Skype is addictive. Seventh graders in Calgary, Alberta, participated in the year-long “Cigar Box Project.” The kids learned Canadian history by using technology to blend historical images and artifacts into their own creations. And they Skyped with National Museum curator Sheldon Posen.

Skype is addictive. Berkshire Healthcare Foundation Trust in Reading, England, is working on giving the people the option of using Skype to speak to their relatives in hospital rather than visiting them each day. The next best thing to being there and, so far, bacteria haven’t figured out how to travel over fiber-optic cables.

We’re sorry. Your Internet Connection Speed
is too slow to support decent video.

Ms. Arden and I have experienced that pop-up recently as her cable provider switched her from her previously rocketing reach to dial-up speeds. She put in a trouble ticket but our North American infrastructure lags the European fiber-optic networks with their gigabit speeds. The company Level 3 now has ultra-low-latency routes with circuit speeds of up to 10 gigabits per second on some city-to-city cables.

Facebook has announced the launch of
video calling in partnership with Skype.
Can Google Plus be far behind?

Skype is addictive but does Skype — now the face of Facebook — toll the end of social networking? Whether we FOOF or FOOG, the “normal” use of those pages is slightly delayed conversations between a potentially big number of peeps (how many FB friends do you have?). The social part works because we can time slice a little piece out of our other activities to stay in touch.

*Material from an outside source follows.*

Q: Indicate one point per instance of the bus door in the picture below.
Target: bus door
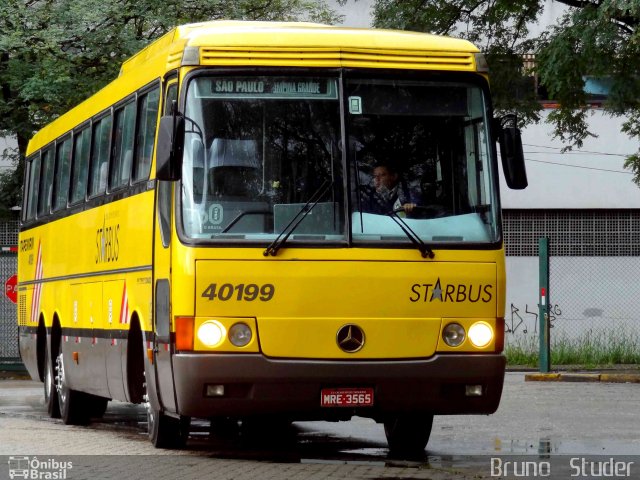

Video conferencing is real time in a way a traditional phone call never has been.

I’ve written before that time is a finite resource. Balancing expectations remains the hardest part of our juggling lives.

“I do enjoy seeing what we’re doing, but find it tethers me too too much,” Rufus said. “It (can be) a good, clear connection, but I prefer being able to move around and do other stuff while we yatter, so hanging out doesn’t eat into my ability to get other things done.”

The next great addition to our communications arsenal may be a (wait for it) cordless phone. Actually it will be a cordless remote for the computer-with-the-Skype-connection that makes at least the talking and listening from afar easier. Or Skype on the tablet. Or on a two-way wrist TV.

And a faster Internet connection.


Glossary:
FOOF /v intransitive/: Faffing Off On Facebook
FOOG (formerly “GOOF”) /v intransitive/: Doing the same on Google Plus
Gigabit /n/ Really really fast. For now.

Primary (formerly E Premte) Peeves

“Which side would you blame for the stalemate preventing a budget/debt ceiling deal?” the Wall Street Journal asked.

How ’bout both?

We all know that this particular six month extension is 90% political and 10% to assure that interest rates go up at least a point or two. The Repuglican leadership absolutely wants to have this fight come out again right in the middle of the 2012 presidential campaign. At the very least it will distract Obama from his real job of running for reelection.

Reckless spending by Demorats is a completely separate issue.

The real issue is that the Demorats are fiddling while Rome burns. Except the Repuglicans are busy eating grapes to the fiddle music.

Now doesn’t that just peeve me off? Or worse?